Friday Roundup
From the Department of Silly Walks. That's Antonin Scalia, no less, sporting the chapeau that allowed him to win the Grand Prize for Goofiest Hat at the Edgerton, MN, county fair last summer. Actually, it's the headgear he chose to wear at the presidential inauguration last week. The hat was a replica of that worn in the famous portrait of Thomas More, who served as Chancellor of England and was condemned to death for refusing to recognize King Henry VIII's divorce from Catherine of Aragon. More's last words were, "I am the king's good servant, but God's first," and Scalia's choice of this particular headgear led to all manner of speculation as to whether he was making a political statement rather than a fashion one. As one scribe put it,
Wearing the cap of a statesman who defended liberty of church and integrity of Christian conscience to the inauguration of a president whose policies have imperiled both: Make of it what you will.
Well, yeah, but then again, maybe sometimes a goofy hat is just a goofy hat.
Onward with the arts. Scalia's major accomplishment, of course, is the acceptance of originalism as a desired means of constitutional interpretation. Perhaps the desired means: in DC v.

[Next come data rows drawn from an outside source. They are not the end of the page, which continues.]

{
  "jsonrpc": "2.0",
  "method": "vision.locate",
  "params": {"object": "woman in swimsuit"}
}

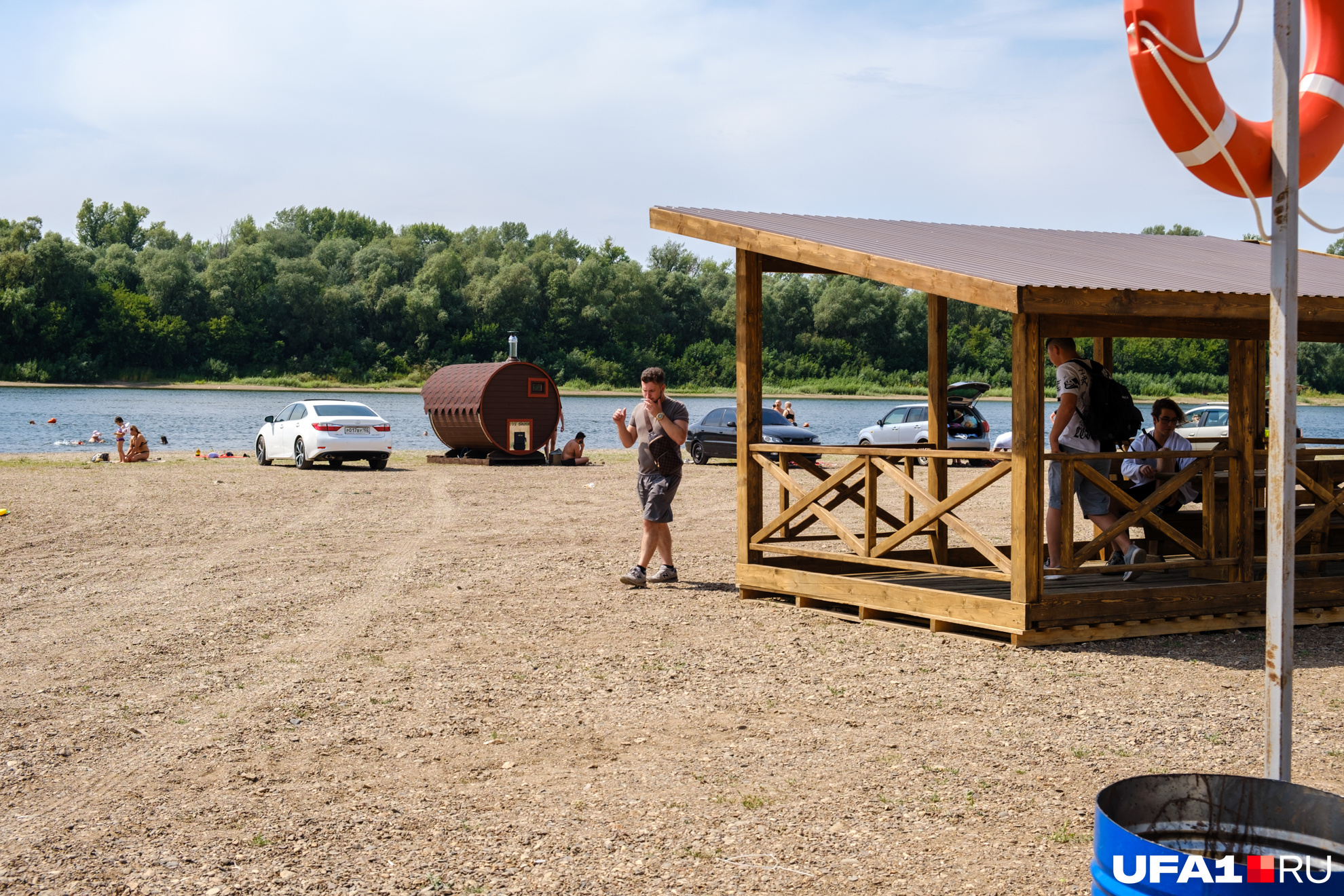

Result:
[121,426,149,464]
[111,416,126,461]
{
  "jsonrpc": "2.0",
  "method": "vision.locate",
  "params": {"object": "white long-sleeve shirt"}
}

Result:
[1119,430,1199,504]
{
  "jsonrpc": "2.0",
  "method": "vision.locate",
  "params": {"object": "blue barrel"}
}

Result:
[1091,775,1344,896]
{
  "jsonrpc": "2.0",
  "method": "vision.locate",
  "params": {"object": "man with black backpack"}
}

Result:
[612,367,691,589]
[1045,336,1148,582]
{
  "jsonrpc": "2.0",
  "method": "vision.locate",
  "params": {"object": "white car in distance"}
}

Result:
[257,398,392,470]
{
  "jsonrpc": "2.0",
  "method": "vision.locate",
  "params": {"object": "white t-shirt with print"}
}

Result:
[1055,358,1101,451]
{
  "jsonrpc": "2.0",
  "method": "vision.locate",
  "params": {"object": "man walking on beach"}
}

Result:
[612,367,691,589]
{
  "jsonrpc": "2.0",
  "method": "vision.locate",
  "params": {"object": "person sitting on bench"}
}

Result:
[1111,398,1199,563]
[561,432,587,466]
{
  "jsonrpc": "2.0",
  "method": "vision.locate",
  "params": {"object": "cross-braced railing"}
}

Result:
[750,443,1274,582]
[750,445,1013,582]
[1255,456,1344,572]
[1045,450,1239,575]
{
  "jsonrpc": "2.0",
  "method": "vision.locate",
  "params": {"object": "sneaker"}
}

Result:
[1125,544,1148,582]
[648,563,676,583]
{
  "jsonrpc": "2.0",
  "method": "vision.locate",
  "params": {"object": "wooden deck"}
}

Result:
[738,557,1344,646]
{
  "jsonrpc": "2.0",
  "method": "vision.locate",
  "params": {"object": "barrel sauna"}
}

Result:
[421,361,561,455]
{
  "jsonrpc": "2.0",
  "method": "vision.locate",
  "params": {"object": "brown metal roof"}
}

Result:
[649,206,1344,317]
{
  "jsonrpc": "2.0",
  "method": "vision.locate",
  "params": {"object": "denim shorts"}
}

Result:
[1048,445,1110,517]
[635,473,682,523]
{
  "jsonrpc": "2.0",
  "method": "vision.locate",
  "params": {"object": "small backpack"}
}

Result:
[1077,357,1144,451]
[643,411,682,477]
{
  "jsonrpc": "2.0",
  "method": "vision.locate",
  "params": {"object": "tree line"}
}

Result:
[0,206,1344,394]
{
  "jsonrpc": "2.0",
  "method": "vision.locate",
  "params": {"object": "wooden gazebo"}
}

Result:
[649,207,1344,645]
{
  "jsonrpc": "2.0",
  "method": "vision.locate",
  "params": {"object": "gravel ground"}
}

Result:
[0,453,1344,896]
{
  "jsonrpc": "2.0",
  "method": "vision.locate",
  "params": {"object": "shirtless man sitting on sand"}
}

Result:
[121,424,149,464]
[561,432,587,466]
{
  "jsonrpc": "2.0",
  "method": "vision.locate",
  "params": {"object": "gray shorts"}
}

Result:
[635,473,682,523]
[1047,445,1110,516]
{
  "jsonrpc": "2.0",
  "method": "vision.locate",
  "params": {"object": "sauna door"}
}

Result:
[506,420,532,451]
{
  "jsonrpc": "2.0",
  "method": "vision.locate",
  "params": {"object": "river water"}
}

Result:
[0,386,1344,454]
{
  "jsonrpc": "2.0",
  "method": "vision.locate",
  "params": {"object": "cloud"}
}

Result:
[0,0,1344,257]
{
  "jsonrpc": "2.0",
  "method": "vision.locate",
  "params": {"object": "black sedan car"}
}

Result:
[686,407,821,464]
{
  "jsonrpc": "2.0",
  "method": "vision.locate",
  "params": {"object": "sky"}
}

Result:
[0,0,1344,259]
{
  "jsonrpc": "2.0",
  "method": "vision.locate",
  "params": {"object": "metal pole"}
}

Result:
[1256,0,1303,781]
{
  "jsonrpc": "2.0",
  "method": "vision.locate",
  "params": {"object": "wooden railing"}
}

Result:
[1045,450,1239,575]
[750,443,1013,582]
[1255,451,1344,572]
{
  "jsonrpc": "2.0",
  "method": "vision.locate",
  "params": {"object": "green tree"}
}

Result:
[75,199,149,251]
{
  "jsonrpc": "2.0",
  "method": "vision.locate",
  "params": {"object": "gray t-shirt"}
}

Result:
[635,395,691,473]
[1055,358,1101,451]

Heller, the arguments of both the majority and the dissent focused on what the Framers meant when they adopted the 2nd Amendment, rather than what that might have to do in a time which allows individuals to use weapons with destructive capabilities that couldn't have been imagined in 1790. The way things might turn out, in the near future Scalia and his doctrinal brethren might have to try to grapple with whether the Framers would have intended the 1st Amendment to cover the right of porn producers not to have the performers wear condoms.
Lost in the hullabaloo over the election of a president, 34 senators, and 435 congresscritters last November was passage of Measure B in Los Angeles. Pushed by the AIDS Healthcare Foundation, it requires that anyone producing a porn movie in Los Angeles -- and L.A. is the porn capital of the world, employing about 10,000 people there -- has to ensure that male performers wear condoms during the filmed sex acts.
The law is idiotic, of course. It's not so much Big Brother, as Creepy Little Brother: you mean we're going to pay tax dollars to have public employees drop in on porn sets and watch sex scenes? Maybe have a special unit, called the Prophylactic Police?
Of course, arguing the validity of the law gets you only so far in court, since you're wandering around in the Rational Basis desert. You need to bring a constitutional right into the mix, which will get you into Strict Scrutiny Land. And lo and behold, here comes the 1st Amendment, ready to do our bidding. The theory is something like "forced expression," that is, that you're being forced to produce porn movies with the actors wearing condoms, and that this is thus a content-based restriction that's prohibited by the 1st Amendment. Or something like that. This guy has a long article explaining the intricacies of the argument, and I actually managed to get through the whole thing without giggling.
Small town, U.S.A. At the risk of making it seem like Beavis and Butthead co-authored today's post, I'll note that yet another sex case brings up constitutional issues. Seems that Kennebunk, Maine, has taken up the unlikely role of the Soddom and Gomorrha of the frozen Northeast. According to authorities, Alexis Wright was actually using her Zumba Dance Studio as a front for prostitution, with the help of Mark Strong. This earned the two indictments on a combined 165 counts. Forty-six of them related to Strong videotaping Wright having sex with the customers, without the customers' knowledge, under a criminal statute prohibiting invasion of privacy.
Now, if your first thought upon reading that last sentence was, "who has a reasonable expectation of privacy in paying to have sex in a dance studio?" you too can be a judge, because that's what the judge in Strong and Wright's case thought about. It's more complicated than that, of course, as you know from 4th Amendment law: the issue is whether the person has a subjective expectation of privacy which the public views as objectively reasonable. But not too complicated; the judge decided that whatever expectation the johns had, society wasn't willing to regard that as reasonable, and tossed those counts.